For several years, it has been known that HPV causes warts in the upper respiratory tract, a condition known as respiratory papillomatosis. Then a few years ago, a very strong association was found between HPV-16 and oropharyngeal squamous cell carcinoma (OPSCC) – throat cancer. Naturally, it was thought that HPV could be spread by way or oral sex, and this turned out to be true. A study by the National Cancer Institute (NCI) found the incidence of OPSCC to be high in people with more than twenty-five life time sex partners, but with only six or more life time oral sex partners.

While it is true that smokers have a higher incidence of both cervical cancer and throat cancer, in the association between OPSCC and HPV-16 was found to be particularly high for non-smokers. This is to say that assuming you’re not foolish enough to smoke, the only way you’ll get throat cancer is by way of exposure to HPV, and specifically type-16 one of the types that causes cervical cancer. Based on this, it seems likely that the CDC eventually will recommend the Cervarix vaccine for males as well for females.
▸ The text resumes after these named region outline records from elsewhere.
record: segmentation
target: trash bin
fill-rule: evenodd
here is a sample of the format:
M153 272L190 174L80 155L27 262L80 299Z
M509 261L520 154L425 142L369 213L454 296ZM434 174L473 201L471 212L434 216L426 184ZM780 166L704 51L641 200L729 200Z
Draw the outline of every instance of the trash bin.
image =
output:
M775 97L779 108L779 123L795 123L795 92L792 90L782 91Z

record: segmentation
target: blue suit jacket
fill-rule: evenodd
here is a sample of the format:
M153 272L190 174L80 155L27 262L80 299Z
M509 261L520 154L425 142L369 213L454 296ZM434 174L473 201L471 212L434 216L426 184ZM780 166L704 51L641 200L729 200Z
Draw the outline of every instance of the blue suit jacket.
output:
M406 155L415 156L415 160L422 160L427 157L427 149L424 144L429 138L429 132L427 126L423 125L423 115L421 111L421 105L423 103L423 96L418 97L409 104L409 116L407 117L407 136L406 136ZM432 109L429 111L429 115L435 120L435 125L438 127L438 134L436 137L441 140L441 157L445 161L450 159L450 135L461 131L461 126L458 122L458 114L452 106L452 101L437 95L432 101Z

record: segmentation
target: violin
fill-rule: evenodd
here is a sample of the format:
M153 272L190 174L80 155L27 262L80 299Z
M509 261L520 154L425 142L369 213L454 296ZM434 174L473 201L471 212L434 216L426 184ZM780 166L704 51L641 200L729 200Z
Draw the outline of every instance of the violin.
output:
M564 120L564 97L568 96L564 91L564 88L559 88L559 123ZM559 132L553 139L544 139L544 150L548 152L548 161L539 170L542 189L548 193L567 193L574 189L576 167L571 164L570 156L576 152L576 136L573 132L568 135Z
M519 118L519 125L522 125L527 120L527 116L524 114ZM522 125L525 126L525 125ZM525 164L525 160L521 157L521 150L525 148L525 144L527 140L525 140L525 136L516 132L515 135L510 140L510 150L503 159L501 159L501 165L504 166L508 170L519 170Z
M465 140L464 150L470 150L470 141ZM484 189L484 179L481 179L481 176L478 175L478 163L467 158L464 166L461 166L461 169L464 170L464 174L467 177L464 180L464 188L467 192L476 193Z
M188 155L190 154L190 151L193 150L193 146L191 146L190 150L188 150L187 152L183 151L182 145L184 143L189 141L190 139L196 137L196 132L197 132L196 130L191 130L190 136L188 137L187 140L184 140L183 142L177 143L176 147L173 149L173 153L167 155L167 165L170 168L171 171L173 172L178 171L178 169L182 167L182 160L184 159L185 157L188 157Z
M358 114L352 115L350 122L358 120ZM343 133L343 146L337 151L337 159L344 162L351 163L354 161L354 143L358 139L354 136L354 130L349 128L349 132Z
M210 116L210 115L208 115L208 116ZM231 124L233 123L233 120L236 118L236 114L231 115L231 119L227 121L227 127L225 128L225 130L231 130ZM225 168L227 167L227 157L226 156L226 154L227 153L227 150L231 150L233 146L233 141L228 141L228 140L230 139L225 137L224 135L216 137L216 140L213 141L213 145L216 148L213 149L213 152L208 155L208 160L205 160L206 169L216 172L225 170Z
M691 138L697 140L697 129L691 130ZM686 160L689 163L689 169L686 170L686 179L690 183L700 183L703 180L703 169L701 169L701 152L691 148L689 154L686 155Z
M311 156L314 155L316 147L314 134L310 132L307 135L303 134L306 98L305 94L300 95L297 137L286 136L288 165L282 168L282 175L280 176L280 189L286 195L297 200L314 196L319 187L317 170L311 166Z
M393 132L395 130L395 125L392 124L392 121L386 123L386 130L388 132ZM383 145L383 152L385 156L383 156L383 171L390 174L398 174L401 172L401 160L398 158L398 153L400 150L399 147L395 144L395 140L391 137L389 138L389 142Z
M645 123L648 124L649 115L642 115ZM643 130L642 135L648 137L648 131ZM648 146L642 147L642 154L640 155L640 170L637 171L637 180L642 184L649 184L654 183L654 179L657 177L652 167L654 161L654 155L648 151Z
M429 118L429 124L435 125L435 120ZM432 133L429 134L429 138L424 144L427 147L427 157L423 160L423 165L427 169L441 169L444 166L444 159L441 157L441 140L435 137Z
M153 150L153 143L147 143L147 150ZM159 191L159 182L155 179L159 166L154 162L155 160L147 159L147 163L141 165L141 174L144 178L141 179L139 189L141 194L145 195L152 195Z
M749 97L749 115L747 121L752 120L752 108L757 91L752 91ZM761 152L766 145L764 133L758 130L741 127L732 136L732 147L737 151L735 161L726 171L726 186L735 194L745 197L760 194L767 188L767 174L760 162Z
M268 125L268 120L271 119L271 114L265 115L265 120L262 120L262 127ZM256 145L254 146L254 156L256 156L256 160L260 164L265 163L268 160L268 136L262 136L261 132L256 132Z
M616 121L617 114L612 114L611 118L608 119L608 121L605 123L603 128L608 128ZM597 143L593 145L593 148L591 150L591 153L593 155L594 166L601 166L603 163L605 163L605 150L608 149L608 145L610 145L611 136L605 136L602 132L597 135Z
But this is not the end of the HPV story. Recently, it was discovered that HPV also is associated with one type of skin cancer.

Earlier this month, a study was published in the British Medical Journal showing that HPV plays a causative role in the generation of squamous cell carcinoma of the skin. Though not nearly as dangerous as malignant melanoma, squamous cell carcinoma is the second most common type of skin cancer, behind basal cell carcinoma. If the term “squamous cell” sounds familiar, it may be because I mentioned it above, discussing OPSCC, a squamous cell carcinoma of the throat.

Squamous cells are a subtype of a cell type known as epithelial cells. Squamous epithelial cells form linings, such as the outer layer of the skin, the lining of inner body surfaces, like the throat, and -you guessed it-the lining of the cervix; cervical cancer also is a carcinoma of squamous epithelial cells. And so, it should be no surprise that the same type of virus -HPV- causes cancers in three different body parts.